Herder Korrespondenz
Monatshefte für Gesellschaft und Religion - 07/2010

In einer Welt schreiender Ungerechtigkeit
Die Aufgabe der Ständigen Diakone in Indien

Von Klaus Kießling


Das Zweite Vatikanische Konzil hat ihn wiederentdeckt, den Diakon. Welche Rolle aber spielen die Diakone heute in der Weltkirche? Ein Forschungsprojekt des Internationalen Diakonatszentrums begab sich auf Spurensuche in Indien, mit überraschenden Ergebnissen.


Wer ist der Diakon? Welche spezifische Rolle kommt ihm zu? Fungiert er als Brücke zwischen gemeindlicher und verbandlicher Caritas? Als Stellvertreter der Armen? Wie entwickelte sich dieses Amt seit seiner Wiedereinführung durch das Zweite Vatikanische Konzil hierzulande - und wie in der Ferne? Das Projekt "Pro Diakonia" widmet sich der Stärkung des Ständigen Diakonats und seiner Eigenständigkeit im Zueinander der Ämter, denn anders wird dieses Amt nicht lebensfähig sein.

Das Projekt "Pro Diakonia" nahm in Deutschland seinen Anfang, näherhin in der Diözese Rottenburg-Stuttgart, und fand seine Fortsetzung in der weltweiten Vernetzungsarbeit des Internationalen Diakonatszentrums (IDZ) zum Studium und zur Förderung des Diakonats. Das IDZ wurde in der Zeit des Konzils gegründet. Diese von der Deutschen Bischofskonferenz anerkannte weltkirchliche Einrichtung hat ihren Sitz in Rottenburg, ihr Protektor ist Bischof Gebhard Fürst. Zu den Mitgliedern aus aller Welt zählen Diakone und ihre Ehefrauen, Priester, Bischöfe und Kardinäle, die den Ständigen Diakonat als Chance für eine Weltkirche der Zukunft wahrnehmen, sowie andere Frauen und Männer, die diese nachkonziliaren Entwicklungen tatkräftig unterstützen. Die Mitglieder zeigen wechselseitige Solidarität, etwa zwischen jenen Regionen, in denen es schon in den sechziger Jahren des letzten Jahrhunderts zu ersten Ordinationen kam, und jenen Gegenden, in denen die Wiedereinführung dieses Amtes und die Etablierung eines zugehörigen Ausbildungsangebots erst noch bevorstehen.

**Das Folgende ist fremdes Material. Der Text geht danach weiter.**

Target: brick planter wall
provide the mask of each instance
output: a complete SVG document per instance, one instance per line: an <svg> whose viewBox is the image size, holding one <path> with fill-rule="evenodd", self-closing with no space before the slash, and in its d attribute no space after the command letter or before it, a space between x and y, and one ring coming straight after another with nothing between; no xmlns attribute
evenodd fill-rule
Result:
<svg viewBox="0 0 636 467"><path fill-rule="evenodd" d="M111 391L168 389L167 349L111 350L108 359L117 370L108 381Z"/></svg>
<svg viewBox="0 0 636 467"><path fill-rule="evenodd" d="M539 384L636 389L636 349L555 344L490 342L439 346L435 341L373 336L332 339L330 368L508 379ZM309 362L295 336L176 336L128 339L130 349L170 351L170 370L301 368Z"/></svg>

Ständiger Diakonat in kulturell und religiös pluraler Welt

"Pro Diakonia" setzte sich inzwischen in Lateinamerika fort, insbesondere in Ländern, in denen Diakone unter politisch schwierigen und gefährlichen Bedingungen wirken, etwa in Gefängnissen, und im wahrsten Wortsinn Demut zeigen, ihren Dienst also mit einem großen Maß an Mut ausüben. "Pro Diakonia" kam auch ins südliche Afrika, in Gegenden also, in denen Diakone und die Ausbildungsverantwortlichen nach Solidaritätspartnern suchen und untereinander Netzwerke knüpfen. "Pro Diakonia" fand im Frühjahr dieses Jahres eine weitere Fortschreibung mit einem Forschungsprojekt zum Diakonat in Indien.

Diese Forschungsreise begann mit mehreren Kontrasten: aus dem vom Winter nochmals eingeholten Deutschland ins nahezu 50 Grad Celsius wärmere Indien; aus einer alternden Gesellschaft in ein Land, dessen Bevölkerungszahl sich innerhalb dreier Jahrzehnte verdoppelt hat - auf inzwischen 1,2 Milliarden Menschen, die mehr als 15 Prozent der Weltbevölkerung ausmachen und in den nächsten Jahren vielleicht den Spitzenreiter China überholen, wenn die Politik zugunsten vierköpfiger Familien unter dem Motto "we two - our two" nicht greift. 2,3 Prozent sind Christinnen und Christen, unter ihnen am stärksten die Mitglieder der katholischen Kirche.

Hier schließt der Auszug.